The announcement of this partnership resulted in a substantial boost to Daiichi Sankyo's shares, which surged by 14.4% at the close of the trading day in Tokyo, marking the most significant gain in over a year.
Daiichi Sankyo is setting ambitious revenue targets, aiming for a minimum of 900 billion yen (equivalent to $6.0 billion) from its oncology division by the fiscal year ending on March 31, 2026.
This objective represents a fivefold increase over a three-year period. Healthcare analyst Tina Banerjee, who shares insights on the Smartkarma platform, described the deal as a "big positive and much-needed for Daiichi Sankyo" and raised expectations for the company's oncology drug pipeline.
The three drug candidates that will be jointly developed with Merck fall into the category of antibody drug conjugates (ADC) and are at various stages of clinical development for treating various solid cancer tumors. Unlike traditional chemotherapy, which can harm healthy cells, ADCs are engineered to specifically target cancer cells, potentially minimizing damage to normal cells.
The three candidates - patritumab deruxtecan, ifinatamab deruxtecan, and raludotatug deruxtecan - are projected to have "multi-billion dollar worldwide commercial revenue potential for each company" by the mid-2030s, according to the statements released by both firms.
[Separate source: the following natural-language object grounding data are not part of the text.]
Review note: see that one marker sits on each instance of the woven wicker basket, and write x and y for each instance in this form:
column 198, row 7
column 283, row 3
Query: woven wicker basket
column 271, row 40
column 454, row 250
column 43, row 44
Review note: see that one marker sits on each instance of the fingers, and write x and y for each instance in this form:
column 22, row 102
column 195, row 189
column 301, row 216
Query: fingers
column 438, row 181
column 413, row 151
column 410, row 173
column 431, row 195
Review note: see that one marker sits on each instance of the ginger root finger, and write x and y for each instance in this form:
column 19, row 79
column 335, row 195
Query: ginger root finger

The collaboration will involve the joint development and potential global commercialization of these drug candidates, with the exception of Japan, where Daiichi Sankyo will maintain exclusive rights and handle manufacturing and supply. As part of this partnership, Merck will make an upfront payment of $4 billion to Daiichi Sankyo, along with $1.5 billion in follow-up payments over the next two years. Merck could make additional payments amounting to a maximum of $16.5 billion, contingent on future sales milestones, or $5.5 billion for each product.
Daiichi Sankyo's pipeline includes six ADC candidates, with two of them being developed in collaboration with AstraZeneca. This week, there was some disappointment among analysts following a data abstract from a late-stage trial of datopotamab deruxtecan, which is being developed jointly with AstraZeneca.
Under the terms of the agreement announced on Friday, Merck will incur a pre-tax charge of $5.5 billion, approximately $1.70 per share, accounting for the upfront payment and continuation payments. This will lead to a reduction in Merck's financial results for the fourth quarter and the full year of 2023.
Merck's investment in these pipeline assets and the financing costs of this transaction are expected to reduce earnings per share by around 25 cents during the first 12 months following the deal's closure, as indicated by the joint statement. The impact on Daiichi Sankyo's financial results will be disclosed at a later date.